Inspiration
Citizens' complaints about various infrastructure issues, such as roads, bridges, buildings, tunnels, technology, power failures, water disruption, etc., and social issues like racism, unemployment, crime, education issues, and corruption, were not always heard by governmental and non-governmental organisations that are responsible for these issues and fix them promptly. I also think that several indexes that categorise countries based on various factors like the Economist Democracy Index (EDI), Human Development Index (HDI), and Corruptions Perception Index (CPI) published by large organizations can have a little to some biases in favour or against some countries.

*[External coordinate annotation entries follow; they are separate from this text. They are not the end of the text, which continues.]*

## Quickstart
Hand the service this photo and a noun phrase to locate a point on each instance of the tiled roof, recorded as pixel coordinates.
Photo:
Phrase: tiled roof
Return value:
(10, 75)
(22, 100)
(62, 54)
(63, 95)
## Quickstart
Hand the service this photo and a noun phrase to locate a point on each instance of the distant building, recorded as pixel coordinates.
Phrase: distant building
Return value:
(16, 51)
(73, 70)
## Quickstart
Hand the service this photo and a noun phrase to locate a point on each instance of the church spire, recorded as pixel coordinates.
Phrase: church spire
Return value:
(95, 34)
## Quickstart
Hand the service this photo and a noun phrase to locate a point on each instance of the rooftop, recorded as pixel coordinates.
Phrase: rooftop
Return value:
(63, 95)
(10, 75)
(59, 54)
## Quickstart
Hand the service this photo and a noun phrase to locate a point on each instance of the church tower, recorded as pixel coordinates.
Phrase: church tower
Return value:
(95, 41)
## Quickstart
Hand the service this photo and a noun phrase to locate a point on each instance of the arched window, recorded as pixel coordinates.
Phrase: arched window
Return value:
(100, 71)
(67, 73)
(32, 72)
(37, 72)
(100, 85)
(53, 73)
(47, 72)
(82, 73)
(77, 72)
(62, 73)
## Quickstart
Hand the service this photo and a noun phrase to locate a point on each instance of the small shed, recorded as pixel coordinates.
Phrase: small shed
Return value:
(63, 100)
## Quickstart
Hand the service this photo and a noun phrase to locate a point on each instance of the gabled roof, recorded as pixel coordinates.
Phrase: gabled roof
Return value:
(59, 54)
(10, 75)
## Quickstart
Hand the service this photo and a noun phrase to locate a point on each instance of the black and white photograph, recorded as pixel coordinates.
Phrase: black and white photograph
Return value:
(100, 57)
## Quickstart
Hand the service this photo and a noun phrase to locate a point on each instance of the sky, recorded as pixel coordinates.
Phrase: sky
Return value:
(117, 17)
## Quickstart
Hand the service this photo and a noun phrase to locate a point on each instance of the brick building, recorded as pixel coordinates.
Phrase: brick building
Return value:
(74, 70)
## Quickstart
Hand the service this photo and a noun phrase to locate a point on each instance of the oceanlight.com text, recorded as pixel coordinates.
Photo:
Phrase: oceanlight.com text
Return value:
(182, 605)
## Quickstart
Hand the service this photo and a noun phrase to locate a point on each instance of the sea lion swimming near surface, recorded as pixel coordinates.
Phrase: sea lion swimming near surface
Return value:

I want to create a platform where people/citizens can voice their opinions on infrastructure/social issues based on our experience, and a platform where citizens and governmental/non-governmental organizations worldwide interact and work together to fix real-world issues. By working together, we can achieve resilient infrastructure, promote inclusive and sustainable industrialisation and foster innovation, per (UN SDG 9: INDUSTRY, INNOVATION, AND INFRASTRUCTURE), and sustainable cities and communities (UN SDG 11: SUSTAINABLE CITIES AND COMMUNITIES). Introducing CommTrack.
What it does
Users will fill out one of two, or both forms, Infrastructure Issue Report and/or Social Issues Report. They will fill in all of the required information.
For each form, users are recommended (may be required in the future) to write the full description of the issues they encountered, faced, or observed. Based on the description on each form, issues can be automatically categorised into a distinct category that matches the description the most (or general categories like "Others"). If the description is too long, users can also rewrite it with AI so that their description is concise and easier to follow. Furthermore, their description can be translated into various languages (the default language is English, but I can make more adjustments and add more features so that users can type in any other language and translate to more languages in the future). To back up as proof of their reports, users also have the option to choose to take/upload pictures from the laptop/desktop/phone camera. If users face any difficulties when typing out the descriptions, there is also an option where users can record their voices and their voices will be processed into words and entered into the description box. To encounter fake/spam reports, a word filter feature has also been implemented.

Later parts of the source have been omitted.